En tant que recteur et en tant que ministre, j'ai eu très souvent à gérer des cas où des parents d'élèves avaient insulté des professeurs ou une directrice d'école. J'ai eu les plus grandes difficultés à faire en sorte que ce soit le parent d'élève qui soit éloigné de l'école, et non l'inverse. Certains parents d'élèves sont très agressifs. Toutes les idées qui permettront d'accentuer la protection des enseignants sont à prendre.
Madame Lherbier, vous avez dit craindre une autocensure des établissements et des professeurs par crainte de provoquer une réaction chez certains élèves, citant le cas d'élèves refusant de chanter la Marseillaise. Malheureusement, ce phénomène existe, et nous cherchons à le réduire par l'éducation morale et civique. Pour répondre à votre question relative aux « alliés de l'institution scolaire », des associations agréées par l'éducation nationale interviennent à l'école. Toutefois, nous devons exercer toute notre vigilance. Le mieux est de faire intervenir des représentants des institutions : un juge, un policier, un gendarme, un pompier ou tout autre représentant des services publics, ou bien les élus de la République.

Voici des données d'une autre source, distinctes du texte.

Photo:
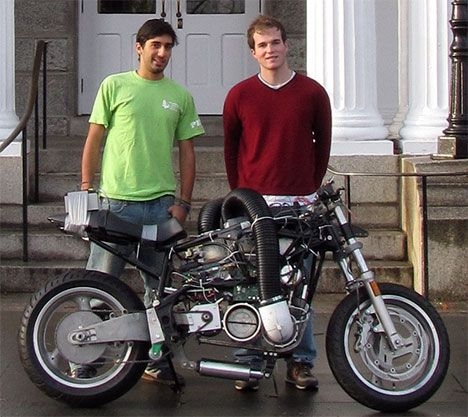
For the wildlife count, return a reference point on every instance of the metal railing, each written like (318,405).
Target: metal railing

C'est pourquoi j'ai demandé la participation de toutes ces catégories le 2 novembre prochain pour bien signifier la présence de la République et la force du monde adulte.

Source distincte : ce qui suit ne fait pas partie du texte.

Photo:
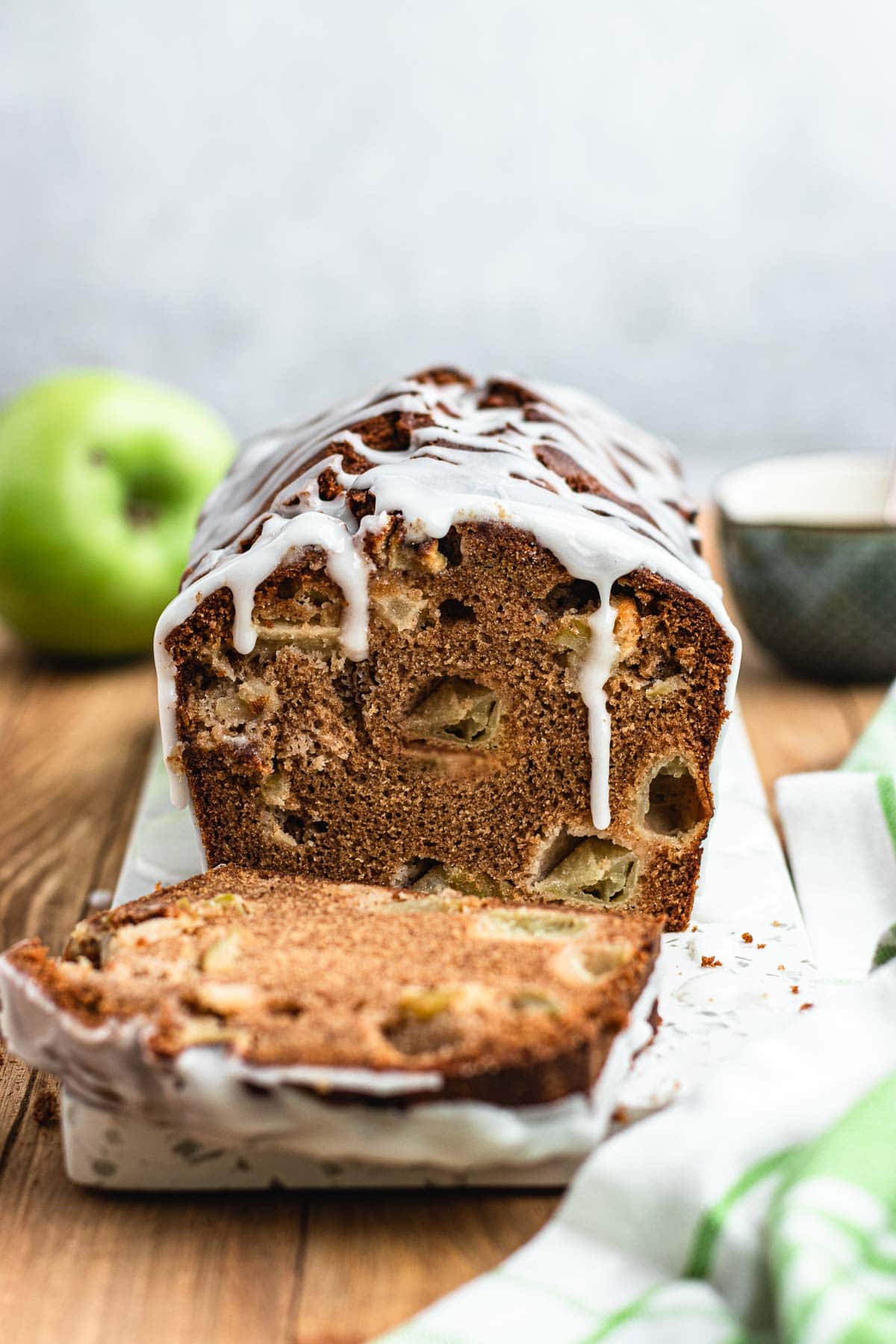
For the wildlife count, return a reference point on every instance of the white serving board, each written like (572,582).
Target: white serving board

Au collège, en particulier, nous entendons développer les mécanismes d'engagement des adolescents, par exemple le secourisme ou les cadets de la République. Par ailleurs, je veux que le brevet reconnaisse l'engagement civique de l'élève.
Monsieur Grosperrin, vous avez raison de dire que la maîtrise insuffisante de la langue française est à l'origine de tous les maux. C'est d'ailleurs ce que déclarait peu ou prou dans un entretien récent la présidente du Conseil supérieur des programmes, Mme Souâd Ayada. Tout commence par le langage, qui est le premier vecteur de non-violence, de subtilité et d'écoute.

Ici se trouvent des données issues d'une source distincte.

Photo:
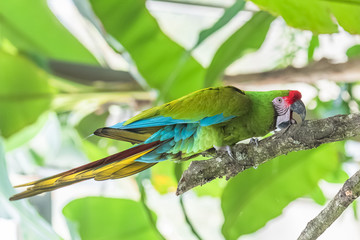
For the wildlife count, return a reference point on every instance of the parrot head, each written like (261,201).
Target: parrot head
(286,106)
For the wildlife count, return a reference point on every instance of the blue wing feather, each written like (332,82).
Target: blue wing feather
(178,134)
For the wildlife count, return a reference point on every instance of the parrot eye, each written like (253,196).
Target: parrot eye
(278,100)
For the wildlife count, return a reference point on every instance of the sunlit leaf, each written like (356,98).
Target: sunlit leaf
(313,44)
(255,196)
(32,27)
(163,63)
(307,14)
(24,92)
(32,226)
(317,16)
(247,38)
(109,218)
(353,51)
(347,15)
(163,177)
(229,13)
(318,196)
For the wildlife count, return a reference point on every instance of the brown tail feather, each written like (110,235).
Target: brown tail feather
(118,165)
(132,135)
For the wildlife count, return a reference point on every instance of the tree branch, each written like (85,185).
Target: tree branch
(323,69)
(308,135)
(347,194)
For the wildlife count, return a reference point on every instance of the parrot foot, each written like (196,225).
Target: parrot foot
(254,141)
(225,149)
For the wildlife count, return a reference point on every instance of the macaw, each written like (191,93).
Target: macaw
(181,130)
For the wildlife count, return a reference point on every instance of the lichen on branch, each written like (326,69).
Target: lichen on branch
(310,134)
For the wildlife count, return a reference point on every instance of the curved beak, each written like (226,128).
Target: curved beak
(299,108)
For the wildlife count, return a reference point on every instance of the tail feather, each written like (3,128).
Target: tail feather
(118,165)
(129,135)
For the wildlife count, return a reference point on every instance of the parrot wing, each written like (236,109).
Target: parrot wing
(204,108)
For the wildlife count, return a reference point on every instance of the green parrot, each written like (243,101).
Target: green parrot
(182,129)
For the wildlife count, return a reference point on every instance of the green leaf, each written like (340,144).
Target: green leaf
(229,13)
(32,226)
(33,28)
(256,196)
(213,189)
(109,218)
(313,44)
(247,38)
(306,14)
(24,92)
(163,63)
(347,15)
(26,134)
(163,177)
(316,15)
(354,51)
(318,196)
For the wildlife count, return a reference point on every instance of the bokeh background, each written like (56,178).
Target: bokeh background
(70,67)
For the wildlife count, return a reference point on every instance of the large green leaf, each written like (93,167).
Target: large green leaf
(163,63)
(347,15)
(229,13)
(315,15)
(109,218)
(255,196)
(247,38)
(32,226)
(32,27)
(24,92)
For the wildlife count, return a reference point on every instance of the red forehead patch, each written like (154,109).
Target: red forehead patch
(293,97)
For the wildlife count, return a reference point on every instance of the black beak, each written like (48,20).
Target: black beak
(299,108)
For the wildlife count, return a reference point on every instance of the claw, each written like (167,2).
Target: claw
(225,149)
(254,141)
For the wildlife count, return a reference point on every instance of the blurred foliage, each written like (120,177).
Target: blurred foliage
(117,219)
(31,35)
(32,226)
(163,63)
(25,95)
(315,16)
(247,38)
(255,196)
(34,29)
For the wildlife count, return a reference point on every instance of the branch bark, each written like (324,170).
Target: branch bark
(323,69)
(347,194)
(310,134)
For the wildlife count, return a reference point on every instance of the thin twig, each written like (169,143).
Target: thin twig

Oui, la maîtrise du français, avec celle des mathématiques pour développer l'esprit logique, est essentielle - et c'est la première de mes priorités, avec l'apprentissage de la lecture, du calcul et le respect d'autrui. Le dédoublement des classes doit permettre justement à tous les élèves de partir dans la vie avec les savoirs fondamentaux. Les plans de formation dans le premier degré ont été totalement transformés au cours des deux dernières années, ce qui permet désormais à tout professeur de suivre des formations en français et en mathématiques, à travers le plan « Français » et le plan « Mathématiques ».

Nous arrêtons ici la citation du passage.